Unfortunately when a switch or AP is rebooted, it was sometimes noticed that the profile is not applied correctly and thus the AP gets an IP in the untagged VLAN that is configured on the switchport instead of the untagged VLAN in the device profile.

I've opened a case with support for this, but they say it's not a known issue, so was wondering if anyone else has seen this behaviour as well?

KR,

Mark

Even though a failover is not happening, TAC suspects we are hitting this bug and we are advised to upgrade to WB.16.03.0004:

Device Profile
CR_0000213606
Symptom: Device profile removed and re-applied after a redundancy switchover event.
Scenario: After failing over to standby in an HA (high availability) configuration, the Device Profile is removed and reapplied to the port. This may result in service interruption on that port.

Mark, Were you able to resolve this issue with the code upgrade?

Hi Jerald,

latest update from Aruba support was that this is a bug with the AP (Bug 159607) and not the switch. It was found in 6.5.3.0 and 4.3.1.4.

We have not yet had a chance to test if it is resolved in the most recent release, because we would also need to plan an upgrade of Airwave to support the new AP software version.

KR,

Mark

Hi - slightly off topic, but is there a way to get the device profile to automatically add the AP vlan to the switch uplink?  Meaning, when an Aruba AP is detected, it creates the VLAN and add the AP port as untagged, but it does not add the new AP vlan to the uplink port.

I know I could just define the AP vlan and add to the tagged uplink port, but I want to know if this is possible.

Thx!

Hi Thomas,

to my knowledge this is currently not possible on Aruba switches.

Technically it is possible though as I have set this up on Nortel/Avaya switches (called Fabric Connect) and it's a very handy feature, so I hope other vendors such as Aruba will provide a similar solution in the near future.

KR,

Mark

Thx Mark - seems like it is half baked so far then. Is it possible to do feature requests to HPe?

Funny about Avaya - in a past life I was an Avaya engineer and did a ton of beta testing with fabric connect.  Great feature & functionality, esp wth IDE.   :-)

Hi,

in the past you could access the Ideas Portal via support.arubanetworks.com (need a support/partner login), but it currently doesn't seem to be accessible (maybe because of it being moved to the HPE site?).

Indeed a coincidence you worked at Avaya before :)
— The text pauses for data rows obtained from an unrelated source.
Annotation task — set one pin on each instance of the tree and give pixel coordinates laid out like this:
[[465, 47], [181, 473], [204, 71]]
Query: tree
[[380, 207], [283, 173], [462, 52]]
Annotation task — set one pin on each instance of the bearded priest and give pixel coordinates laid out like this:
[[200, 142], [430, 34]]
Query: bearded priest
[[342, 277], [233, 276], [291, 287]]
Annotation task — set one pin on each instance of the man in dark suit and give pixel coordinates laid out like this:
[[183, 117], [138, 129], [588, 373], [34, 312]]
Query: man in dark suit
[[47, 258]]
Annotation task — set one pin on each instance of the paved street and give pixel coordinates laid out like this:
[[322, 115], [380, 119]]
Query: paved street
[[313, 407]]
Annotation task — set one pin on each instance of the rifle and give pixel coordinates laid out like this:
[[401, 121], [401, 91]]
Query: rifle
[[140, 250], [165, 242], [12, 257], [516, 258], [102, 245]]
I like IDE's simplicity and it being light on resources, but for feature richness, I personally prefer Clearpass. You can update the Nortel dictionnary in Clearpass to include all the Fabric Connect VSAs making it a great solution in a Nortel/Avaya network as well.

KR,

Mark

Thx Mark, I appreciate the input.   Could you please expand on this?  How do you update the dictionary & where do you get the VSA's?

You can update the Nortel dictionnary in Clearpass to include all the Fabric Connect VSAs making it a great solution in a Nortel/Avaya network as well.

Hi,

you can import it here:

I've attached the XML file with the necessary VSAs.

KR,

Mar

Attachment(s)

RadiusDictionaryNortel_withFabricAttach.txt   1 KB 1 version

This is great, thanks so much!  Will test

Any updates on this?

I have a fleet of IAP 335s running 6.5.4.12 with the same issue. To fix it, we reboot the AP but sometimes it doesn't fix the problem.

I observed a similar issue.

We had a cluster of 8 IAP-315.

After a while 3 of these access point dropped out and grouped themselfs within the VLAN that is normally untagged on the port.

A reboot got them back into the correct cluster.